Q: I recently had an accident with a car when I was filtering past a line of stationary cars and one of them suddenly decided to make a u-turn without any indication. I tried to avoid a collision, but drove into the side of the car. It clearly wasn't my fault. Now the police have contacted me and want me to come to my house to take a statement, which is fair enough, but they have also told me that I don't need to have a solicitor present. I'm a bit wary about this. Am I right to be cautious? Do I need legal representation?
A: When the police speak to people about an accident, they can do it one of two ways: either under caution (i.e. you are read your rights and invariably the conversation is tape recorded) or under Section 9 of the Criminal Justice Act 1967.
As a general rule of thumb, if the police suspect that you may be guilty of a criminal offence they will interview you under caution. This is to ensure that if you say anything that might assist in your prosecution it will be admissible in court. But an Section 9 statement is simply a witness statement prepared by the police during any investigation, and the general indication is that you are a witness of the events and not a possible suspect as to a road traffic offence.
So ask the police if the statement will be under caution or under S9. If the former, then seek legal representation, but if the latter then I would suggest that legal representation isn't necessary.
One thing to be wary of is that an interview under caution doesn't necessarily have to take place in the police station and on tape. It's now quite common in minor motoring offence cases for interviews under caution to take place with one police officer only, and in the suspect's home, with your response to questions being noted by the officer on a form.
I would always advise that if the police want to interview you under caution then you should have legal representation present.
Q: I was recently involved in a dreadful accident when an old lady walked in front of my car without looking and when the traffic lights were on green for me to go.

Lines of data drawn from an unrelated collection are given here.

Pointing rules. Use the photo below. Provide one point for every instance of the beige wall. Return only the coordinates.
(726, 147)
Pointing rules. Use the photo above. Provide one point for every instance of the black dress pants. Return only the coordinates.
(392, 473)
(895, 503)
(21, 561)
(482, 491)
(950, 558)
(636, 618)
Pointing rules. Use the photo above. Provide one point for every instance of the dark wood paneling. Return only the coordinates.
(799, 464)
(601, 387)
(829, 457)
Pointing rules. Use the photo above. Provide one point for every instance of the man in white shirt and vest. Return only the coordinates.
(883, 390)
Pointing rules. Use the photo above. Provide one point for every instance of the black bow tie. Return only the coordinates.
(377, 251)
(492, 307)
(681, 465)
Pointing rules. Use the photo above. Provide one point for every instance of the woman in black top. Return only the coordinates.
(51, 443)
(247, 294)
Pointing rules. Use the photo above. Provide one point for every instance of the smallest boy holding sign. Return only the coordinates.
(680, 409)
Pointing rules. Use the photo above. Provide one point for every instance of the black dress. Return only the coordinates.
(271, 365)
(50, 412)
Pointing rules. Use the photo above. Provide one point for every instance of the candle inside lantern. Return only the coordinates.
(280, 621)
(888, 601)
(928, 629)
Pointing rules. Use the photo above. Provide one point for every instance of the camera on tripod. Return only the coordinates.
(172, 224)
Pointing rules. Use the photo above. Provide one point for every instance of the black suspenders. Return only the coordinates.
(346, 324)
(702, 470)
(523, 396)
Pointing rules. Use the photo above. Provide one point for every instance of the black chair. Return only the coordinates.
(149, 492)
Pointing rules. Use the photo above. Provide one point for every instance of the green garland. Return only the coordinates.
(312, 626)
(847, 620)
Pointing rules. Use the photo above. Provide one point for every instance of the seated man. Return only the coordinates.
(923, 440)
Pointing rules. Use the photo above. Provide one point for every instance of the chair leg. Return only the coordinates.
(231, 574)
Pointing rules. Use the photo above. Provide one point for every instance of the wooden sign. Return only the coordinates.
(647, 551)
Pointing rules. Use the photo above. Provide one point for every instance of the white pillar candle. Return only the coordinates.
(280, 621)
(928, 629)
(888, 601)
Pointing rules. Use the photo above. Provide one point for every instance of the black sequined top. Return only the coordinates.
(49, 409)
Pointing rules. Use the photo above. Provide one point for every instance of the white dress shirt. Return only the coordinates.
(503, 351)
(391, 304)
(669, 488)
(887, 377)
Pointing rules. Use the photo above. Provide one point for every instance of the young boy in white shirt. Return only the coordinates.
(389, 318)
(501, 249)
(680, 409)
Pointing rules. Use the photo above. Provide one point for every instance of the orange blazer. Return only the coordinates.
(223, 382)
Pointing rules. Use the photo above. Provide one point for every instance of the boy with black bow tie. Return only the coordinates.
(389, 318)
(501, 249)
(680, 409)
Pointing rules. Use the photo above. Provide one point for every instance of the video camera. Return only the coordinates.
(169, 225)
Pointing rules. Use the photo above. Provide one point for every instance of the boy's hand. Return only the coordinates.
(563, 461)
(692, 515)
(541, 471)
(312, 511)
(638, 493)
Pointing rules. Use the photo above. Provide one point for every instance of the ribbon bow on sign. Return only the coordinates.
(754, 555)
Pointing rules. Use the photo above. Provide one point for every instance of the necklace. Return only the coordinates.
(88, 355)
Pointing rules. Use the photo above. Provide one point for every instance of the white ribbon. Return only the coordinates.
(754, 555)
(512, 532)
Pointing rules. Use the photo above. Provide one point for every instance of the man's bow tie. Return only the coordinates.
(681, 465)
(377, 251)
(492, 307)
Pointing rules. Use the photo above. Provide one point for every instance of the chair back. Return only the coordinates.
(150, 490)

I couldn't avoid hitting her. It was really upsetting and scary having to deal with it all, the police and everything, but then it got worse when she died. Things have gone quiet on the police front now, but there is an inquest coming up and I've been told I have to give evidence. I'm really scared about going because I know the family hate me for what happened and have been having a go at me through the press and so on. Do I have to go?
A: The simple answer is yes. If you don't respond, or if you refuse to go, then the coroner can issue a summons compelling you to attend. The inquest may even be adjourned until you do.
At an inquest "any interested party" is entitled to ask you questions. So it's likely that the coroner will recognise that close members of the old lady's family may wish to ask you questions direct, even if they have a lawyer present.
But the coroner will make sure any questions asked are relevant and will disallow any that aren't. I've often seen some very "off the wall" questions attempted at inquests I've attended, and at one the family even asked my client about the football team he supported.
But as you were the driver of the car that caused the fatality, you have a right not to answer any question that "may implicate you criminally". In other words, since any evidence you give can be relied on in any subsequent police prosecution, if you feel that your answer may give rise to a criminal charge against you then you need not answer the question.
Also, though coroners are not there to place blame on any party, they do have the power to recommend a prosecution if they feel your evidence justifies it.
I would seriously suggest that you arrange for legal representation at the inquest.
Q: I have 9 points on my driving licence, all due to speeding offences, and I've recently had another one for doing 49mph in a 30mph limit. This time I have to go to court and I'm worried that I may be disqualified from driving. Will I?
A: The short answer is yes. The reason you've received a summons and haven't just had the usual fixed penalty notice is because the magistrates are aware that disqualification is necessary, and so your attendance at court is required.
Any points on your driving licence above 11 mean that you are a 'totter' and will be disqualified. The usual starting period is 6 months, but this can be increased or decreased depending upon any elements of mitigation you raise. In cases of this nature, mitigation is the key.
One area of mitigation is to plead exceptional hardship. If, by your losing your licence you and your family will suffer exceptional hardship, then your licence may still be endorsed but you will save being disqualified. One example might be that you drive for a living and so you can't do your job. But magistrates are becoming stricter with this sort of claim. The onus is on you to prove it and you will need to produce evidence. Also, if exceptional hardship is found then you can't rely upon the same reasoning if you get caught again.
There is also the possibility of avoiding points if special reasons are found, for example you were rushing your pregnant wife to hospital. In this example, the Court may find special reasons and so your licence will not be endorsed.
As your current offence has the possibility of a short period of disqualification instead of points on your licence, the magistrates may be persuaded to disqualify for the offence alone, which will still leave you with 9 points on your licence. However, for that offence the period of disqualification will be minimal compared to 6 months as a starting point as a totter.